The Senate passed the bill 47-0, which includes Rehberg’s yes vote, and the House passed the bill 94-5. Another notable yes vote was then-State Representative Danny Carroll.
Transcription of Greiner’s Comments.
“I have been involved in writing legislation that isn’t ‘constitutional’ – when I was trying to keep Smithfield out of Iowa. [Laughs] I was successful for a few years until they challenged me in court [End of Laughter]. The AG’s office came to me and said, ‘this bill that you’ve got here is not constitutional.’ I said, ‘Well, can you show me how to make it Constitutional?’ They said, ‘Well, it’s not really legal to just say someone can’t come into this state because of interstate commerce rules.’ I said, ‘Well, I’m willing to do it if it’s Constitutional or not, and force them to challenge it.’”
Greiner’s comment were made after being asked about the constitutionality of Bob Vander Plaats’ proposed executive order that would place a stay on gay marriages in the state.
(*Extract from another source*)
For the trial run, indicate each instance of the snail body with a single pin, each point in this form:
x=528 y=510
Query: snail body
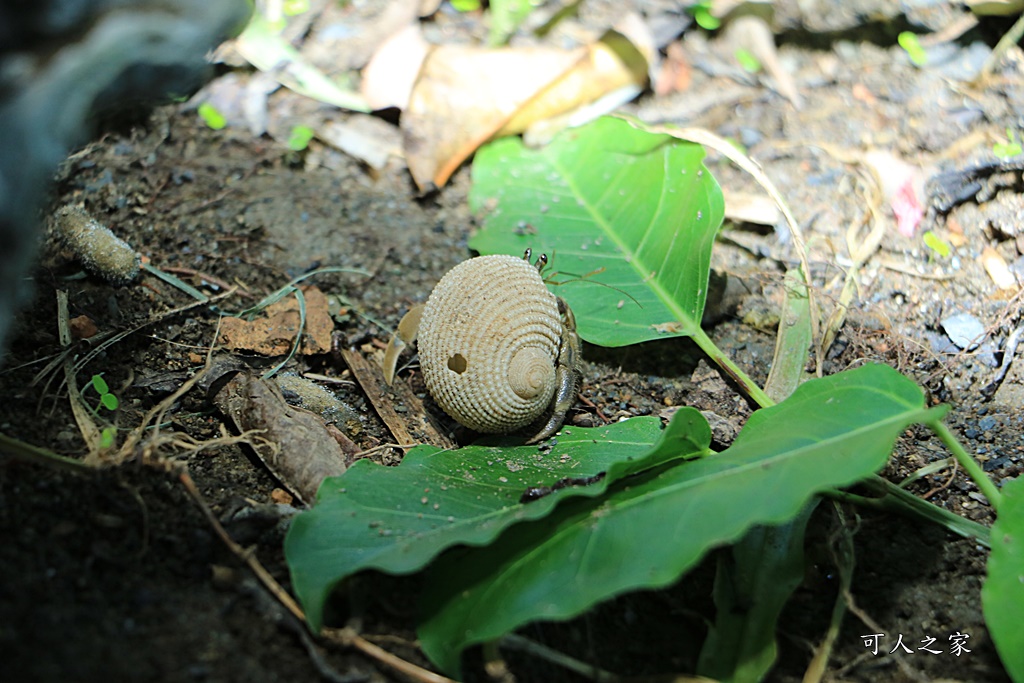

Greiner told TheIowaRepublican.com today that the legislature should have stepped in and amended the code following the Court’s April 3rd ruling last year. Since they didn’t, we now have two options to preserve traditional marriage in Iowa – pass an amendment to the constitution using the legislative route or call a constitutional convention that would involve considerable risk.
The analogy that Greiner provided the audience is a good one. She merely said that she had been involved in passing a law that was thought by the Attorney General’s office to be unconstitutional, and she compared that experience to what Vander Plaats is proposing.
Many people believe that Vander Plaats’ executive order is unconstitutional, including Iowa’s current Attorney General. Vander Plaats’ disagrees and vows to issue it on his first day in office. Isn’t that essentially what Greiner did in this case?
Vander Plaats’ supporters claim that, since the executive branch in empowered with enforcing the laws, his proposed executive order is a valid exercise of authority to enforce the law in any way the governor sees fit. Such unprecedented unilateral authority vested in one person, the chief executive, should be of great concern to people who want constitutionally based government.
The bill that Greiner spoke about was Senate File 341, otherwise known as the Vertical Integration bill. The bill prevented large meat companies like Smithfield from owning livestock from birth to the market place. The bill had bi-partisan support because it protected small livestock farmers like Bill Salier.
The law was never challenged and is still in effect.
Sandy Greiner also led the Draft Branstad movement.